Talend has provided three brand new components in Talend Data Fabric 6.3.1 which allow users to send, retrieve and delete data in the Talend Data Stewardship database:
This component is used to create new tasks in an existing campaign.
This component is used to read the data rows in tasks of a campaign assigned to specific users with specific state and priority.
This component is used to delete tasks in a specific campaign.
|Note||If you have old Talend DI jobs which use the old components tStewardshipTaskOutput, tStewardshipTaskOutput and tStewardshipTaskDelete, they will not work with the new Stewardship console.|
Example of a Talend DI job ingesting tasks
In order to import tasks for a merging campaign you use the tMatchGroup component together with the tDataStewardshipOutput component.

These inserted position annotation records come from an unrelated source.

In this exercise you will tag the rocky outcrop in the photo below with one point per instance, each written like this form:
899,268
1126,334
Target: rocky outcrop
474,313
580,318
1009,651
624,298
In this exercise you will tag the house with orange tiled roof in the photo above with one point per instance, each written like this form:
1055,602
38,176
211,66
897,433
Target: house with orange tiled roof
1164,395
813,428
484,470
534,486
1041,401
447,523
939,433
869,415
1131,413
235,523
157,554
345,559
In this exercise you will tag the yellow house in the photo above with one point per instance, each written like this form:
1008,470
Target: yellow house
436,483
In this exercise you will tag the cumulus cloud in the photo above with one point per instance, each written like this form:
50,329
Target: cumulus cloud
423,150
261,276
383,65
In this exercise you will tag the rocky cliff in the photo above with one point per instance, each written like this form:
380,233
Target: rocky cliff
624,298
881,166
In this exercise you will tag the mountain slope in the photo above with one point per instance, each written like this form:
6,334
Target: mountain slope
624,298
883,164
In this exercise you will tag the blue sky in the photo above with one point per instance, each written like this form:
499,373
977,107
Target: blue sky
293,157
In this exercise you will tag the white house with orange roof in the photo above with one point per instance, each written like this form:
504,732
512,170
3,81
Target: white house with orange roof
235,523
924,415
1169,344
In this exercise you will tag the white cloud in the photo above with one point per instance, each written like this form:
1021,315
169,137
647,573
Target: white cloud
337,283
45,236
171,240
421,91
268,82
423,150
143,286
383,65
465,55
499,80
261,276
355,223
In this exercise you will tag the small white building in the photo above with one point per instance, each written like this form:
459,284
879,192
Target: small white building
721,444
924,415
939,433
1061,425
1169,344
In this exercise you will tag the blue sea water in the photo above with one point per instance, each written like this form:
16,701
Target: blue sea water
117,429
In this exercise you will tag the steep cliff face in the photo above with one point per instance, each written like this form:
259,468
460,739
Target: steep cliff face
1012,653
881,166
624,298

The following job generates a set of rows, compares the rows to each other and outputs those that have a low matching score to the Stewardship Console:
Under the Hood
Talend’s Data Stewardship Console has changed a lot in version 6.3.1. It now uses MongoDB to store data, a REST interface defined with Swagger and Kafka queues. The application also seems to have been written Spring Boot and on the client side with the React framework, the application used is Tomcat.
It also seems that the Stewardship Console uses the credentials created in TAC (Talend Administration Center).
It is a complete re-write of the old Stewardship console which was using the MySQL and SOAP interfaces.
The MongoDB database (a NoSQL document database) contains the following collections:
The relevant data entities are stored in Mongo Collections (schemas, tasks, campaigns).
The Talend Stewardship Console is a powerful tool which allows data stewards to correct, filter and merge records. In 6.3.1 Talend has created a new web application with a completely new UI and three new Studio components. The application was thoroughly re-vamped:
- The stewardship work is now much better organised, using campaigns and roles.
- The data model now is pre-defined before you can start your work.
On the technology side a lot has changed: the back-end is now MongoDB, the UI is React based, messaging is done via Kafka.
As far as we understand it, the Talend Stewardship Console does not support hierarchical schemas, as are needed for complex types and the capability of optionally working with dynamic schemas.